I was on the sidewalk waiting for the doors to open at Moby Disc Records in Van Nuys, California, on November 5, 1971. Had to have the first copy of Elton John’s LP, Madman Across the Water.
Why? Because I had spent the previous year wearing the grooves off Tumbleweed Connection. My teenage ears and heart were evolving rapidly. The breakup of the Beatles hit me harder than a Liverpool winter. Elton and The Who saved me from a prolonged pathetic pimpled depression—but mostly Sir E. because I’m the son of a piano player.
When I sliced open the denim blue sleeve and inhaled that unique almost-glue aroma signifying magical new music was seconds away, I went crazy.
Madman meet mad kid.
The record opened with “Tiny Dancer” and “Levon,” back-to-back six-minute orchestrated rock opuses proclaiming with clarion verve, “Elton’s returned and he ain’t fucking around.” And it just got better. “Razor Face,” “Holiday Inn,” “Rotten Peaches,” “Indian Sunset,” the aching title track—Madman endures. To this archetype fan, it remains Elton’s watermark effort.
Four decades later, the album and the artist remain vital. The ivory avatar is stronger, funnier, faster, tighter and more confident than ever. He’s risen from being little Reggie Dwight of Middlesex, England, to Sir Elton of the palace of Caesar. He’s a seven-figure Las Vegas rock star with a Colosseum residency, The Million Dollar Piano. And both are coming to the big screen.

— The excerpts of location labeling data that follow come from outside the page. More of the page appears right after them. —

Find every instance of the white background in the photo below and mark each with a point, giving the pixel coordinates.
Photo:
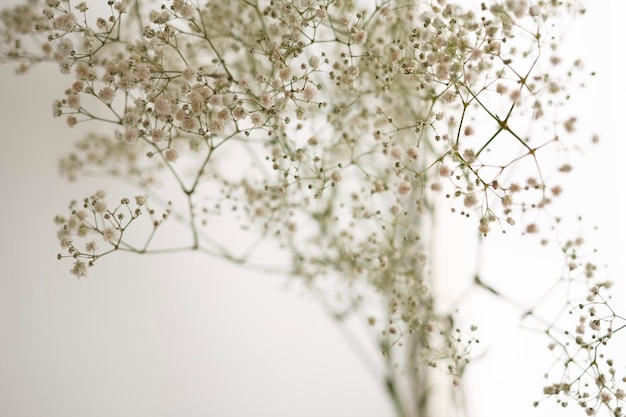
(186, 335)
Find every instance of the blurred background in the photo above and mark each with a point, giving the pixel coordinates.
(187, 335)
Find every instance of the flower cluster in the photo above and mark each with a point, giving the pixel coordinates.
(94, 225)
(589, 373)
(335, 128)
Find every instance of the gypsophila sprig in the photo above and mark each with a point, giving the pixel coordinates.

The film version of the spectacular Million Dollar Piano concert will screen in cinemas on March 18 and 26. It will play in an expected 500 American theaters and in more than 40 countries. But is it gracing our own neon village, where the spectacle was born? The answer to that, oddly enough, is an 88-key twinkling no. Reason enough to catch the Rocket Man in the flesh.
I’ve seen Elton live dozens of times and have enjoyed his Las Vegas shows since Red Piano landed in The Colosseum at Caesars Palace 10 years ago. I wasn’t that into Red Piano’s David LaChappelle influence—too much bombast and boob.
Then Million Dollar Piano arrived in 2008. This one got it right. Nearly four years in the making, the state-of-the-art piano displays imagery complementing Elton’s iconic songs. The cataclysmic keyboard weighs nearly 3,200 pounds. And you thought only metal was heavy.
Thanks to my friend, DC Parmet, Elton’s tour accountant/tour manager and a loyal fan of my long-deceased rock magazine, RIP, my access has been solid gold. Last residency, I made an overnighter from L.A. with high school pal and legendary guitarist, Steve “Luke” Lukather. Luke played on three Elton discs in the early ’80s, but he hadn’t seen Bennie or his Jets in 20 years. During their loving post-show reunion, I noshed in the elegant private dressing room holding area, chatting with Michael Bublé.
“My manager told me to see Elton for inspiration,” the Canadian superstar said. “I’m overwhelmed.”
So was I.
Million Dollar Piano’s set list features rapturous, extended, free-form renditions of Madman’s “Tiny Dancer” and “Levon,” as well as a meditative, almost psychedelic, “Indian Sunset.” From hearing “Tiny Dancer” for the first time on brand-new vinyl to watching Elton perform the now-classic on a major stage, my Almost Famous journalistic trek had come full circle.
Remember the wartime ballad from the 1970 Elton John LP, “Sixty Years On?” Bernie Taupin penned the ephemeral verse, And the future you’re giving me holds nothing for a gun/I’ve no wish to be living 60 years on. Well, Sir E. turns 67 on March 25, and he has every reason to be living. Part of the birthday celebration includes the super tricked-up re-release of 1973’s seminal Goodbye Yellow Brick Road.
Since you can’t see the film, get to Caesars and witness a master at the top of his game. Tell them a madman sent you.